Following the Toronto Maple Leafs for the last couple of seasons have been an astonishing view into the advanced stats debate in the sport. The Leafs would get off to these fast starts only to fall off (last season spectacularly), and the advanced stats usually bore the warning signs that a demise was coming. Some denied it, but the Leafs amazing capitulation at the end of last season could well end up changing not only that organization but the rest of hockey for the better. Now out go some of Brian Burke's brain-trust, who were some of the true old school in hockey executives, and in comes a 28 year old who has made his name in turning a junior hockey club into one of the best in all of hockey for advanced analytics. Finally, the supposed $10 million analytics budget will now be spent instead of collecting dust in a Rogers utility closet. As amazing as it was that the NHL's glamor franchise was so adamantly against advanced stats as the team became the game's biggest case study, it's for the betterment of everyone that has finally changed.
Hockey is not near baseball in terms of widespread acceptance of advanced stats just yet, but as a sport hockey has come a long way. Fans are blessed with the advent of sites like Extra Skater and Boucher Scouting being greater among equals, and public figures who have already accepted them like James Mirtle, Tyler Dellow and others who have made advanced stats as mainstream as they can be. Turn to them if you want a numerical and analytical approach to what the Leafs hiring Dubas will really mean for hockey's biggest team, but in terms of a global perspective something has to move the needle, and this may well be the move that makes it. Not necessarily insofar as individual teams, since it's common knowledge that if most teams don't use Corsi and Fenwick they use their own numbers for analytic purposes, but maybe for the public that hasn't yet accepted the role of these stats. What stock you individually put in them is up to you, but as a piece of an overall analysis they have proven to be remarkable sturdy in predicting future outcomes and giving us a clue into a deeper performance by players and teams.
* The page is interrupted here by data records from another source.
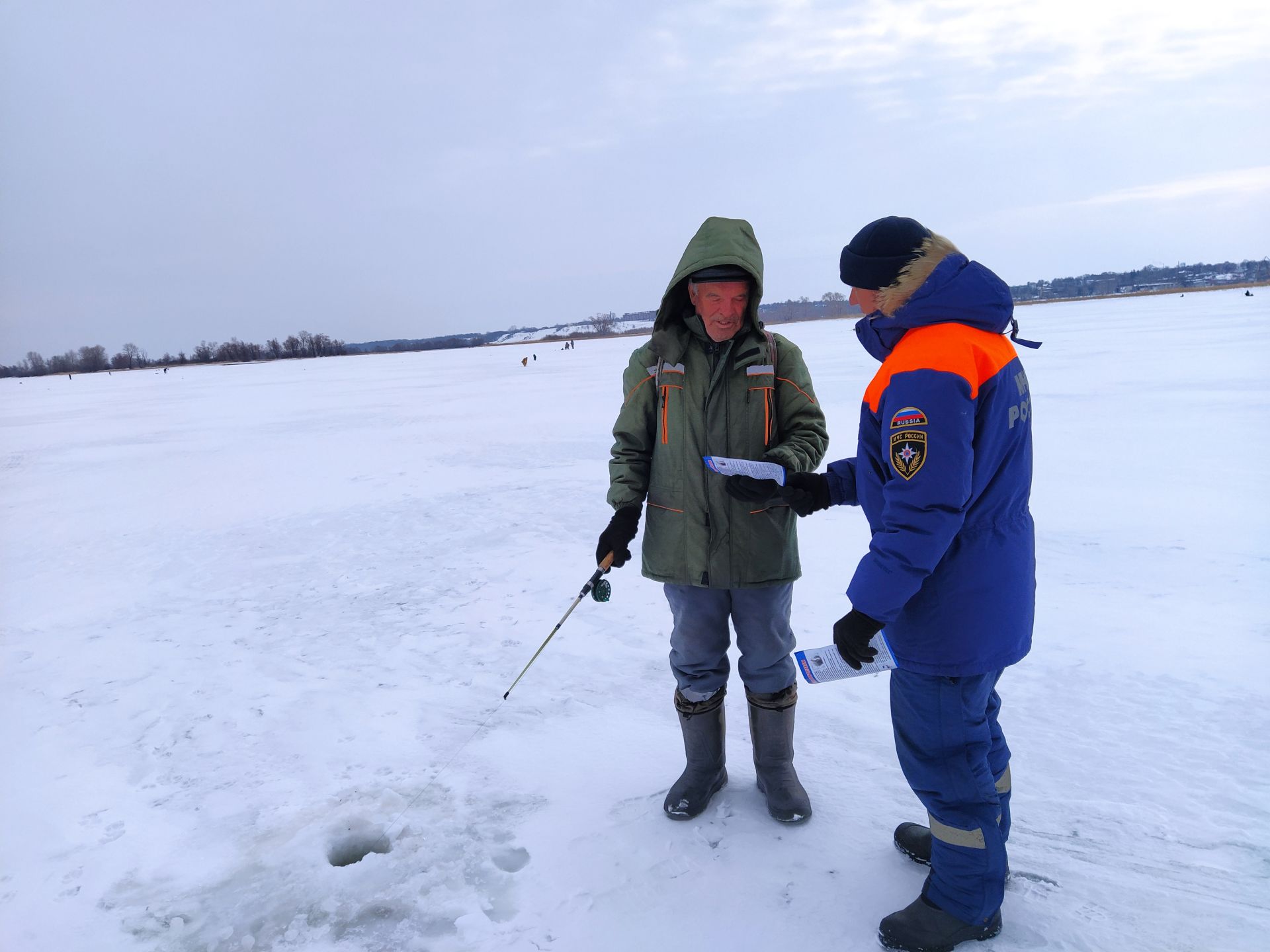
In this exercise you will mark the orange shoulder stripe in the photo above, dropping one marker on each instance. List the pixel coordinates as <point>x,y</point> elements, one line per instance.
<point>973,354</point>
<point>636,387</point>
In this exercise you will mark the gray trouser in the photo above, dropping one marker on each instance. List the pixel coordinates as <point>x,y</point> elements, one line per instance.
<point>700,639</point>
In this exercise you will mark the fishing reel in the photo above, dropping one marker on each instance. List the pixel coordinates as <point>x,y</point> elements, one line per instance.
<point>601,590</point>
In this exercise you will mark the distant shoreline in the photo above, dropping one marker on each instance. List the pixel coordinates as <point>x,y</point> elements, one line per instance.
<point>1144,294</point>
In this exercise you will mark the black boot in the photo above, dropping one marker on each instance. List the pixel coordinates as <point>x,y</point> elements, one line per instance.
<point>923,927</point>
<point>913,841</point>
<point>702,728</point>
<point>771,729</point>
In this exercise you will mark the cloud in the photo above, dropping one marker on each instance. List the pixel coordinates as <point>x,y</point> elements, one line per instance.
<point>960,50</point>
<point>1240,182</point>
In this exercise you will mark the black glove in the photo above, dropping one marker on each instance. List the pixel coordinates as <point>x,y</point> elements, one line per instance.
<point>618,536</point>
<point>807,492</point>
<point>747,489</point>
<point>851,636</point>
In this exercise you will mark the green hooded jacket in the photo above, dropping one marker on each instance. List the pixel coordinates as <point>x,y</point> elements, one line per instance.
<point>685,397</point>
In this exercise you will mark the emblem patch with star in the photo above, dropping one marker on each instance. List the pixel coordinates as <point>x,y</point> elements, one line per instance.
<point>908,452</point>
<point>908,416</point>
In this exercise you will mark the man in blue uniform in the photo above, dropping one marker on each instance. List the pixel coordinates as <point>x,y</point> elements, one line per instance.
<point>943,473</point>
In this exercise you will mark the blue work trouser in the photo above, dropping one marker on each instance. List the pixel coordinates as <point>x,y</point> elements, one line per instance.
<point>955,758</point>
<point>700,639</point>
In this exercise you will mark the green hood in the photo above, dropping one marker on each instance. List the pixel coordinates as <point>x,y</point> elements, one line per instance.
<point>718,241</point>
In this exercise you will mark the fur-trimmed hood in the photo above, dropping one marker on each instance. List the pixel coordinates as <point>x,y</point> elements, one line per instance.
<point>940,286</point>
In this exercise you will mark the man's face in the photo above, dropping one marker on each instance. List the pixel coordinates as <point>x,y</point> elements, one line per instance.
<point>722,306</point>
<point>864,299</point>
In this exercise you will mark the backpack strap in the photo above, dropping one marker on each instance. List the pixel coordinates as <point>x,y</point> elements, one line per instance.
<point>773,358</point>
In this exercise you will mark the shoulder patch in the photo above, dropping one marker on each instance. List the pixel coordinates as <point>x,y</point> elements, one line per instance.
<point>908,416</point>
<point>908,452</point>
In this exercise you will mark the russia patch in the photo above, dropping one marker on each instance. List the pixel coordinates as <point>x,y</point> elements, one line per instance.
<point>908,452</point>
<point>908,416</point>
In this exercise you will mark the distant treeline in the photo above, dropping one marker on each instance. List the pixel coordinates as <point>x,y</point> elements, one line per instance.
<point>448,342</point>
<point>1150,278</point>
<point>92,360</point>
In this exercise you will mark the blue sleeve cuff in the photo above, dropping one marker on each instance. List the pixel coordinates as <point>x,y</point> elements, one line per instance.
<point>842,483</point>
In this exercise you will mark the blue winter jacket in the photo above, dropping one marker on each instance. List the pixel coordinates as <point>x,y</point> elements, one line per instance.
<point>943,474</point>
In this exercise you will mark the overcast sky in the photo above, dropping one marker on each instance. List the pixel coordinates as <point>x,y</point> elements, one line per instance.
<point>175,172</point>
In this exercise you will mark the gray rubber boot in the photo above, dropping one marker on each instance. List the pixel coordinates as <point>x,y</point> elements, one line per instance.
<point>702,725</point>
<point>771,729</point>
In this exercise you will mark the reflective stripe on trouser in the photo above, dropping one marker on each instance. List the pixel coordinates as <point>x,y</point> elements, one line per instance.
<point>955,758</point>
<point>700,639</point>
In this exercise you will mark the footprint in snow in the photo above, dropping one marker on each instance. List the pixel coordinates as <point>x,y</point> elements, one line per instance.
<point>511,858</point>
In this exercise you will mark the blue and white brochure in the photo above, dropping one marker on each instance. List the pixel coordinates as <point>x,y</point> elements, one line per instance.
<point>822,664</point>
<point>757,469</point>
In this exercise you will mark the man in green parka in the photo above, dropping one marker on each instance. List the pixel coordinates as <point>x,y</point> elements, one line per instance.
<point>713,382</point>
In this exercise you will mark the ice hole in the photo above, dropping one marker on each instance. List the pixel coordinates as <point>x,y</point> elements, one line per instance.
<point>356,846</point>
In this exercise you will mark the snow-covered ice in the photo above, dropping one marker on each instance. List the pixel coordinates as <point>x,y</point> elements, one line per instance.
<point>258,619</point>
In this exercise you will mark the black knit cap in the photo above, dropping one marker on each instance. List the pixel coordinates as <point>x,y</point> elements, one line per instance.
<point>879,252</point>
<point>720,273</point>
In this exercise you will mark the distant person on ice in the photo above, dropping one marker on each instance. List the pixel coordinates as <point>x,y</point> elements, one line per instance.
<point>943,473</point>
<point>712,381</point>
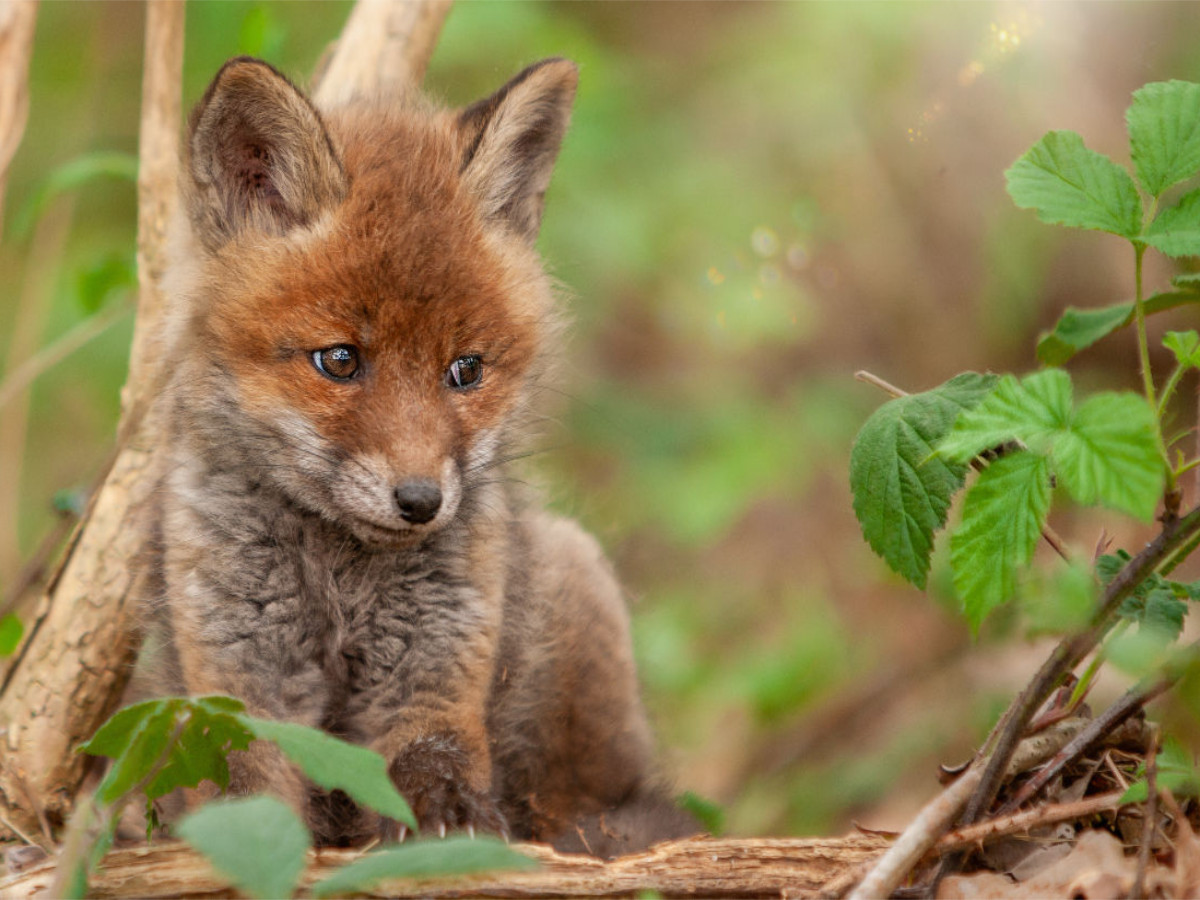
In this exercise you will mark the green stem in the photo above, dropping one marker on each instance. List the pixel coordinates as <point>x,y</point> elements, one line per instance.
<point>1147,377</point>
<point>1169,390</point>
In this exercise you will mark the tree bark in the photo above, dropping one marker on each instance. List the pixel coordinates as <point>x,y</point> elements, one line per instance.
<point>699,867</point>
<point>81,645</point>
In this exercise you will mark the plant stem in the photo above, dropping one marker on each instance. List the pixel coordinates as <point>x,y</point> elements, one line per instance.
<point>1147,377</point>
<point>1069,652</point>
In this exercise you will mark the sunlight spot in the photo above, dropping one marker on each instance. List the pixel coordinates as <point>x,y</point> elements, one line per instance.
<point>765,241</point>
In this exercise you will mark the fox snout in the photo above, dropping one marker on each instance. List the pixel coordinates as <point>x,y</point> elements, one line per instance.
<point>419,499</point>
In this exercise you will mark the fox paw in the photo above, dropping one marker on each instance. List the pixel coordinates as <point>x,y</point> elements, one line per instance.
<point>433,774</point>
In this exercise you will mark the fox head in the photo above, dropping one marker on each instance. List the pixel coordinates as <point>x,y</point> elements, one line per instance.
<point>366,313</point>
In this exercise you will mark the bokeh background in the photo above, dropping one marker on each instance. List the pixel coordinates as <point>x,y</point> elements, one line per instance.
<point>754,202</point>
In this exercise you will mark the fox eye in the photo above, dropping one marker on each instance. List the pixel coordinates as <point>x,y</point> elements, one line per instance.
<point>340,363</point>
<point>465,372</point>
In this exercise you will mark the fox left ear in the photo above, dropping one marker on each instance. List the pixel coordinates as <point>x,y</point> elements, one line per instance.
<point>513,141</point>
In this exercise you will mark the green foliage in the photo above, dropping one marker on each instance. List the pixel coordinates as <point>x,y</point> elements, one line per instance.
<point>1108,450</point>
<point>106,276</point>
<point>1164,133</point>
<point>72,175</point>
<point>424,859</point>
<point>257,841</point>
<point>1176,231</point>
<point>708,813</point>
<point>1156,604</point>
<point>160,745</point>
<point>1175,771</point>
<point>1002,519</point>
<point>1068,184</point>
<point>1186,347</point>
<point>901,490</point>
<point>1079,329</point>
<point>11,631</point>
<point>335,765</point>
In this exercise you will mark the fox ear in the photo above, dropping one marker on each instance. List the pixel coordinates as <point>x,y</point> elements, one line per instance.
<point>513,139</point>
<point>259,156</point>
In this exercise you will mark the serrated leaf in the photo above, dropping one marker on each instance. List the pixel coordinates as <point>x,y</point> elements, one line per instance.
<point>1186,347</point>
<point>1109,455</point>
<point>901,491</point>
<point>1164,613</point>
<point>424,859</point>
<point>138,738</point>
<point>1030,411</point>
<point>11,631</point>
<point>336,765</point>
<point>1002,519</point>
<point>1079,329</point>
<point>145,748</point>
<point>1176,229</point>
<point>1164,133</point>
<point>257,841</point>
<point>1067,184</point>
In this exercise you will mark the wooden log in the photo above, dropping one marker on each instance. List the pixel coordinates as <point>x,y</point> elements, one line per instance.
<point>699,867</point>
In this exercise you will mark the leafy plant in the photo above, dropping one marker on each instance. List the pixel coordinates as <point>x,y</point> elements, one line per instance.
<point>161,745</point>
<point>1031,441</point>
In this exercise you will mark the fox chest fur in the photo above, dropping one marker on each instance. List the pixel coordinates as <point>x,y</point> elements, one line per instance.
<point>361,328</point>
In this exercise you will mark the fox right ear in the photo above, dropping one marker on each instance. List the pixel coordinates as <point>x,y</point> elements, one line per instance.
<point>259,156</point>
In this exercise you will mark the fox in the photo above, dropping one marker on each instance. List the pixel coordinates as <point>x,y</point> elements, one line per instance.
<point>361,322</point>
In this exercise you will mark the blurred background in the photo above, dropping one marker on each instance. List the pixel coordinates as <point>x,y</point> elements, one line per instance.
<point>754,202</point>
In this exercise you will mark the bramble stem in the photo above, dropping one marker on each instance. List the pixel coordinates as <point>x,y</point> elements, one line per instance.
<point>1147,377</point>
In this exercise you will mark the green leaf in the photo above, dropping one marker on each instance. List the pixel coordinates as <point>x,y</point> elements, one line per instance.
<point>1186,347</point>
<point>1176,229</point>
<point>1109,455</point>
<point>11,631</point>
<point>138,738</point>
<point>1030,411</point>
<point>108,275</point>
<point>1079,329</point>
<point>424,859</point>
<point>1067,184</point>
<point>1060,600</point>
<point>71,175</point>
<point>709,814</point>
<point>901,491</point>
<point>1002,519</point>
<point>335,765</point>
<point>1164,133</point>
<point>257,841</point>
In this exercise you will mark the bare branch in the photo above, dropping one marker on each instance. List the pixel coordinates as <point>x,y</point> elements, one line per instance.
<point>384,48</point>
<point>17,18</point>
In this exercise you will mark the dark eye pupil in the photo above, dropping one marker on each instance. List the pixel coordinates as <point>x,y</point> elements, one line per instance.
<point>341,361</point>
<point>465,372</point>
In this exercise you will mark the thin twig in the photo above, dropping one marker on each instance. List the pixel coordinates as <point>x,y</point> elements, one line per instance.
<point>1104,724</point>
<point>1150,813</point>
<point>1021,822</point>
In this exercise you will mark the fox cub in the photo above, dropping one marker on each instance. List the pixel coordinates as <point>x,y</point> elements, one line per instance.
<point>364,319</point>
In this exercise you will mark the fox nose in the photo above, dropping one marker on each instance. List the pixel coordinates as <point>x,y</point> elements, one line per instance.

The Leafs being the battleground team was important to move the debate along, and now what the Leafs have just done is important for the widespread acceptance of analytics on a larger scale. Even among some hockey fans who have incorporated things like PDO into their basic analysis, the Leafs going in the direction of advanced stats will have more people turning to sites like Extra Skater, or even asking the basic question of "what is Fenwick anyway?" and hockey absolutely will be better for it.
In Toronto this is being analyzed, dissected and carved up in almost every measurable way, and for the "center of the hockey universe" to be having this discussion in the dead of summer about something that 2 years ago would have been regarded as almost witchcraft is a bit of a watershed moment. Soon we'll find out more about newer stats to tell us about true possession of the puck, or how a goaltender has really been performing, or maybe even what individual teams are using as their advanced stat of choice. The tip of the iceberg was found years ago, and now most of the hockey world is finding out how deep the iceberg goes, and as baseball found out with moneyball and the A's years ago, that's how the sport will move into the future and adapt with the times.
Maybe this will start the trend for casual fans talking about a players FF% in the same breath as they talk about his compete level and truculence soon enough.